The goal of this project is to develop a model/function that can accurately predict amongst 4 molecular subtypes of Medulloblastoma, Sonic Hedgehog (SHH), WNT, Group 3, and Group 4 from RNA-Seq or microarray data (and potentially any transcriptomic data). These subtypes were first identified using Non-negative matrix factorization on microarray data (https://www.ncbi.nlm.nih.gov/pmc/articles/PMC4874239/). Since then, these subtypes are widely used in both research and clinical practice (https://www.ncbi.nlm.nih.gov/pmc/articles/PMC4105823/). It is important to note there are other studies that classify medulloblastoma's into many more subgroups(https://www.ncbi.nlm.nih.gov/pmc/articles/PMC6163053/). This classifier is not capable of that currently as we don't have adequete training data .

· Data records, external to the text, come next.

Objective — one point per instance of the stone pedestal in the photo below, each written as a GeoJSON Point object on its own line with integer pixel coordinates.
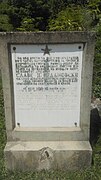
{"type": "Point", "coordinates": [48, 155]}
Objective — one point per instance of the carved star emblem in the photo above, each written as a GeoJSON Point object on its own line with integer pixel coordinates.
{"type": "Point", "coordinates": [46, 50]}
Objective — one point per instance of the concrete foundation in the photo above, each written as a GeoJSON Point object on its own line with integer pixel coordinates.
{"type": "Point", "coordinates": [48, 155]}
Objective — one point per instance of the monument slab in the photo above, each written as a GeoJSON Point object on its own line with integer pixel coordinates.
{"type": "Point", "coordinates": [47, 78]}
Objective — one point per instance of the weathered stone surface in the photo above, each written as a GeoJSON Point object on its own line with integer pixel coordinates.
{"type": "Point", "coordinates": [48, 155]}
{"type": "Point", "coordinates": [47, 148]}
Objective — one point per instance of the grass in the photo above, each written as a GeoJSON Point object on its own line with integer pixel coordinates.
{"type": "Point", "coordinates": [92, 173]}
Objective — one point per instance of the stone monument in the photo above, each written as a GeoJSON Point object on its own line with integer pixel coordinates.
{"type": "Point", "coordinates": [47, 79]}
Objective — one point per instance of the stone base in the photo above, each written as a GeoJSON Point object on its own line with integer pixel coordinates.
{"type": "Point", "coordinates": [39, 155]}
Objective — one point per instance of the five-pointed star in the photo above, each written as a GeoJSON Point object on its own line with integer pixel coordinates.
{"type": "Point", "coordinates": [46, 50]}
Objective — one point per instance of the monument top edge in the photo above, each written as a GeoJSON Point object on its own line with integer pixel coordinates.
{"type": "Point", "coordinates": [48, 37]}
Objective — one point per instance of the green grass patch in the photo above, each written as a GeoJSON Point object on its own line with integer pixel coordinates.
{"type": "Point", "coordinates": [93, 173]}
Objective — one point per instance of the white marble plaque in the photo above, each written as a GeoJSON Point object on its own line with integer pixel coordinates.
{"type": "Point", "coordinates": [47, 84]}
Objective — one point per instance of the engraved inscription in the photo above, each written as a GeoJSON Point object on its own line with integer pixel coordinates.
{"type": "Point", "coordinates": [47, 84]}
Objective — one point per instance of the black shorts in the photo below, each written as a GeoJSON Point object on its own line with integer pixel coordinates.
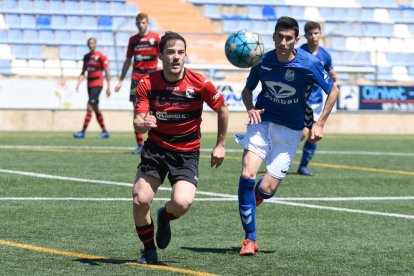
{"type": "Point", "coordinates": [94, 93]}
{"type": "Point", "coordinates": [132, 92]}
{"type": "Point", "coordinates": [180, 165]}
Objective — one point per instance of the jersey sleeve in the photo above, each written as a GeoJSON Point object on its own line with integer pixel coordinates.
{"type": "Point", "coordinates": [130, 50]}
{"type": "Point", "coordinates": [321, 77]}
{"type": "Point", "coordinates": [253, 78]}
{"type": "Point", "coordinates": [142, 103]}
{"type": "Point", "coordinates": [211, 96]}
{"type": "Point", "coordinates": [104, 61]}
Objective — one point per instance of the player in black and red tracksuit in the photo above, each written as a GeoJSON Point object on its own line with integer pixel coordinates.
{"type": "Point", "coordinates": [143, 49]}
{"type": "Point", "coordinates": [94, 63]}
{"type": "Point", "coordinates": [169, 106]}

The classifier was built using mulitiple microarray and RNA-Seq datasets. As there is tremendous variability in the dynamic range and values of microarray (between different platforms) and RNA-Seq, gene ratio's instead of gene expression were used as features for the model. Discrimanating features (gene ratios) were identified using the limma package (https://academic.oup.com/nar/article/43/7/e47/2414268) and samples are classified using an un-weighted sum of normalized scores. The data was trained using 2 datasets and tested in 2 separate datasets. The classifier is still being refined but can currently differentiate between the 4 subtypes at a greater than 95% accuracy.
The results reflect testing among 2 separate datasets although more independent datasets are needed and further refinement of the model is necessary. The overall trend is that the model/function can discern WNT and SHH very well but has a tougher time with Group 3 and Group 4 which may be expected as Group 3 and Group 4 are not characterized as well.